The female incubates the eggs for around 14 days, sometimes even before laying the last egg. The hatchlings leave the nest about 10 to 12 days after hatching.
Brown-headed Cowbird (Molothrus ater) is a parasite to the Western Meadowlark nests, which happens up to 22% of the time.
To make up for the eggs that are lost because of this or from other predators, the female meadowlark may raise two broods in one season.
Male meadowlarks, on the other hand, are often polygamous with two females nesting within their territory.
Montana’s State Bird Final Thoughts
Montana’s State Bird is beautiful, known for its striking appearance and pleasant song, which perfectly captures the state’s beauty.
With its black and white striped head and vibrant yellow underparts, it effortlessly blends into the grasslands where it lives.
This avian can be found in various habitats like grasslands, shrublands, and agricultural lands.
It feeds on insects, seeds, and berries, using its special feeding behavior to access food sources that other birds can’t reach.
When it comes to nesting, this winged creature constructs loosely woven cups close to the ground and lays 3-7 eggs.
It faces challenges, such as nest parasitism from the Brown-headed Cowbird, but it adapts by potentially raising multiple broods in a season.
State birds like the Western Meadowlark offer a glimpse into the diverse traditions, environments, and natural wonders that make each state in the United States truly unique.
Montana State Bird FAQs
1. What Is the State Bird of Montana?
Montana’s official bird is the Western Meadowlark, a colorful avian also known as Sturnella neglecta. Its distinctive appearance includes a bold yellow chest and brown streaks.

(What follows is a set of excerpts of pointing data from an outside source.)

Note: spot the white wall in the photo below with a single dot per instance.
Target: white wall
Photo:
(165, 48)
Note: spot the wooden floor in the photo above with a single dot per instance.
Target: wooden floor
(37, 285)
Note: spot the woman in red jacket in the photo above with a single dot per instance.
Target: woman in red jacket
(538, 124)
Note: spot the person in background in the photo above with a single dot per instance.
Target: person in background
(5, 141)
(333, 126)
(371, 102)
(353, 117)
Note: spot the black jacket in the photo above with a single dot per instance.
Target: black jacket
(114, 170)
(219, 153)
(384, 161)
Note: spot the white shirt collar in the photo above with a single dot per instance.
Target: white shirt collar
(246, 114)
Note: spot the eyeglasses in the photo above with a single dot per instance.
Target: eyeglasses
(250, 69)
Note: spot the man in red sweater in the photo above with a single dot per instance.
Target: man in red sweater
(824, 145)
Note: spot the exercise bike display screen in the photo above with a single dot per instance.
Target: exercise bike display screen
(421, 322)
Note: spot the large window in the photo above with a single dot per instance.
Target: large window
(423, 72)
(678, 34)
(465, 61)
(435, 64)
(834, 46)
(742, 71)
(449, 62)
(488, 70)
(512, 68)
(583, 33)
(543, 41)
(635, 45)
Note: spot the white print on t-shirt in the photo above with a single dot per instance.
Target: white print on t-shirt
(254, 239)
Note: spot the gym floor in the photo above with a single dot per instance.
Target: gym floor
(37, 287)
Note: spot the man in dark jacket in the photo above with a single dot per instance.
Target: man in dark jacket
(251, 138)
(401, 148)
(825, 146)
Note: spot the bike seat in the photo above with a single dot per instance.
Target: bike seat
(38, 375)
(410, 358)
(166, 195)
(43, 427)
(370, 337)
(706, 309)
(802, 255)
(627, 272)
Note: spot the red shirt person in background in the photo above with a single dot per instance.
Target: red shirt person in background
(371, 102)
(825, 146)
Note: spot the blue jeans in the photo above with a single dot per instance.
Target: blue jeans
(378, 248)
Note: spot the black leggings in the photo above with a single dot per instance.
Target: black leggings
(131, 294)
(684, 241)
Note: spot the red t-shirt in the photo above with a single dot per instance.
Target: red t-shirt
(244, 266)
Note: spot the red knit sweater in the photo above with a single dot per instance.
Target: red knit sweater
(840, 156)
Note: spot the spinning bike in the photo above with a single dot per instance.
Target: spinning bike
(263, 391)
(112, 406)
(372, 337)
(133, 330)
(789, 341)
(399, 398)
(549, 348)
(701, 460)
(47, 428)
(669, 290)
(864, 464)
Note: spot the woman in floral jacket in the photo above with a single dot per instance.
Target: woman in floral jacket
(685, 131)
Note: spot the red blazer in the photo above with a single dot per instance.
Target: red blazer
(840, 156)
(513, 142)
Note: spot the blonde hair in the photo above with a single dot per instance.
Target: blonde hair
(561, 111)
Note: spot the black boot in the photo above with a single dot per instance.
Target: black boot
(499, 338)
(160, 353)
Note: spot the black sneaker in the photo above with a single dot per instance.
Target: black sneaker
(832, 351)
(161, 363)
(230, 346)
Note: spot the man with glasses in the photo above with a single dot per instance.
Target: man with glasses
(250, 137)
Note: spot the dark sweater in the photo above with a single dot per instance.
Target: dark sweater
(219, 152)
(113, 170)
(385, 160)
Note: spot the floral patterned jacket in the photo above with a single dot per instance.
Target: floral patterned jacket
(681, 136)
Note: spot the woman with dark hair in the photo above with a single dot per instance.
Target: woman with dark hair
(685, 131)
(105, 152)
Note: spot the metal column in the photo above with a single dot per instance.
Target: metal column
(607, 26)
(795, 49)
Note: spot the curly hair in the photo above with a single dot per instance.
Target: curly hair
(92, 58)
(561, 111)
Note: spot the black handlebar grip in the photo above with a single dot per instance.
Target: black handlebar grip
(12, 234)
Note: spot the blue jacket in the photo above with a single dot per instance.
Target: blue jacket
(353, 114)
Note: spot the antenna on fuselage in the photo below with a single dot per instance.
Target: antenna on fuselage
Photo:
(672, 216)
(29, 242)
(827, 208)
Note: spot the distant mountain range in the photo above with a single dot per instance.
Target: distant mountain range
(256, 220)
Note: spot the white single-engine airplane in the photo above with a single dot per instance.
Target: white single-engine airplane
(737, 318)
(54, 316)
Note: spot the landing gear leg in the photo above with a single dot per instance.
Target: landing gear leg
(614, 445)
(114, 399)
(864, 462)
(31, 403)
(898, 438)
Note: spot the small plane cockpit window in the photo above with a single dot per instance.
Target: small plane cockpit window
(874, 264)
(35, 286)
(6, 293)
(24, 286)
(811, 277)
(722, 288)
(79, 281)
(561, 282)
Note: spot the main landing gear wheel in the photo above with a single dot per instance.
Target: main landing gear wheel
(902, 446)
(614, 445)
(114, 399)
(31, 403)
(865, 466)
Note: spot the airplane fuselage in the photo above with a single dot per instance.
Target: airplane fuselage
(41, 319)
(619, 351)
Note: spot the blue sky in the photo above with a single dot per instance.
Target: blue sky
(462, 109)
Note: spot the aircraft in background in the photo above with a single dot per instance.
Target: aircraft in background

2. Why Was the Western Meadowlark Chosen as Montana’s State Bird?
In 1930, Montana schoolchildren selected a conspicuous avian as the state bird due to its brightly colored nature.
The following year, the legislature officially named the Western Meadowlark as the official state bird after undergoing the legislative process.
3. Where Can the Western Meadowlark Be Found?
The Western Meadowlark can be found in various states, including Montana, North Dakota, and Oregon.
This bird breeds across Canada from British Columbia to Lake Ontario and south along the Pacific Coast to northern Baja California, Arizona, New Mexico, and the central plateau of Mexico.
During the winter months, northern breeding populations move as far south as the coastal plains of Mexico, Baja California, and the United States Gulf Coast.
4. Will Climate Change Affect Western Meadowlark?
The Sturnella neglecta, a bird that primarily consumes insects, faces increased vulnerability to water loss due to its reliance on moisture obtained from its insect diet.
Climate change has led to a 30% rise in their water requirements, potentially forcing them to capture an extra 60-70 insects per day for survival.
However, the availability of these insects is uncertain, contributing to the decline in population observed in bird species like the Western Meadowlark.
5. Which Other States Have the Western Meadowlark as Their State Bird?
The Western Meadowlark is not just a beloved native bird, it also holds the esteemed title of state bird in six states, namely Montana, Kansas, Nebraska, North Dakota, Oregon, and Wyoming.
6. Why Do the Eastern and Western Meadowlarks Not Mate With Each Other?
At first glance, this yellow-chested, ground-nesting bird and the Eastern meadowlark may appear identical, as their ranges overlap. However, their bird songs are distinct, so they do not interbreed.